Adrienne Keene on Twitter says, "I was hired for my position based off a postdoc program designed to bring in more diverse faculty. I don’t have any qualms about that, because I’m also only the second tenure track Native faculty member hired in the university’s history." 4 replies 90 retweets 693 likes

Source: Twitter

“My initial gut reaction is to feel nauseated by the entire video -- the white patriarchs sitting around the living room with Warren waxing nostalgic about family lore that actual Cherokee genealogists have refuted, and they have the documentation to prove it,” TallBear said Monday evening, describing a scene with Warren’s family. “And the insistence that affirmative action did not allow her to get ahead.”

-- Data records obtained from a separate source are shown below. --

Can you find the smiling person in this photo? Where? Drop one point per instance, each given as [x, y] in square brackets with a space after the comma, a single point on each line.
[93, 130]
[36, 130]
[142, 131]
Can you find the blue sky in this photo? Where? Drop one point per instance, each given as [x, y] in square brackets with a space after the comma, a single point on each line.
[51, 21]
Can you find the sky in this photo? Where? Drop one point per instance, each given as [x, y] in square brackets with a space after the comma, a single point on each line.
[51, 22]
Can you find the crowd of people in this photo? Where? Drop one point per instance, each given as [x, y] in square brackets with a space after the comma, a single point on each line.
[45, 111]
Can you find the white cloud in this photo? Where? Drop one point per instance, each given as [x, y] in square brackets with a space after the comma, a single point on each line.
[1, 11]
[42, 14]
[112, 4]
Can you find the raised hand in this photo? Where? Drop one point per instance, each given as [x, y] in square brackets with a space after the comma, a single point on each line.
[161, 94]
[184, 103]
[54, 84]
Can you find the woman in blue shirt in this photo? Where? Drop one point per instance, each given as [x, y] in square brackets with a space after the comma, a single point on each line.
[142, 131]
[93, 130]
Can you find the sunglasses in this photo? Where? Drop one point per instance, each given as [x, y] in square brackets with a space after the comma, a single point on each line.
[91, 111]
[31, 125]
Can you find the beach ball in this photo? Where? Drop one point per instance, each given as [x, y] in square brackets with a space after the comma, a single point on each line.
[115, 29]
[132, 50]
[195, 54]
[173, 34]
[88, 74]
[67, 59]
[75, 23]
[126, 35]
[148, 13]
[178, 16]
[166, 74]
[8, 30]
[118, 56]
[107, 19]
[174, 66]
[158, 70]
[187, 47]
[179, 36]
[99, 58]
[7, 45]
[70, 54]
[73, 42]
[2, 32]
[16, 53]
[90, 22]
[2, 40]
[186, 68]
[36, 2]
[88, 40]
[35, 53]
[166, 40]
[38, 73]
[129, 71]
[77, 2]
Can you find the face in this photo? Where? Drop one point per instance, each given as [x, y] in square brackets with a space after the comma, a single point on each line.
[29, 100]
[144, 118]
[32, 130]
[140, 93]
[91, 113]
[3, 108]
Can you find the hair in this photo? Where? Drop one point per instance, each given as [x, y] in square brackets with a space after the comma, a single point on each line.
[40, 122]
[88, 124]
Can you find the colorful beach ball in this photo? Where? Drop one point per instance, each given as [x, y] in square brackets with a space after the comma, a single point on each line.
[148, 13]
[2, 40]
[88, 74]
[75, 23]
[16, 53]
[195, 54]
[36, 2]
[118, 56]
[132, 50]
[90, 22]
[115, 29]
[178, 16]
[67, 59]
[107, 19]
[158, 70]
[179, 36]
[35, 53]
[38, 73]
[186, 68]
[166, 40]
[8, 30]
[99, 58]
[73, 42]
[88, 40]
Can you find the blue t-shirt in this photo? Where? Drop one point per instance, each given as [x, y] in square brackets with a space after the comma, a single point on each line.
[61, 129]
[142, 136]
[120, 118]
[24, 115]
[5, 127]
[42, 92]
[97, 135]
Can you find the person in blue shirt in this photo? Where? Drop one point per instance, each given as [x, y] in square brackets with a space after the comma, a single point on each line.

TallBear said she didn’t know what the scene was “supposed to convey, except that those who do get hired where there is no controversy around our Native American identity -- where we have always lived as Native Americans -- are somehow unqualified, despite our considerable educational attainment.”

Native Americans are not the only group to have their achievements undercut by suspicions about diversity-based hiring. It's a common problem for many underrepresented minorities, experts say. But TallBear said that Warren was guilty of the all-too-common "settler" tactic of using indigenous histories and peoples as pawns.

Tall Bear added, “This whole scene is playing out today for the benefit of everyone but indigenous people.”

Crystal Fleming, an associate professor of sociology and Africana studies at the State University of New York at Stony Brook, and author of How to Be Less Stupid About Race: On Racism, White Supremacy and the Racial Divide, said in an emailed statement that while Warren “(now) positions herself as white woman with regard to her career advancement, she still does not acknowledge how her whiteness (within a settler-colonial state) informs her offensive decision to bypass Native people and the Cherokee Nation in particular, with regard to her claim to indigenous ancestry and identity.” She said she deferred on that point to indigenous scholars, including TallBear.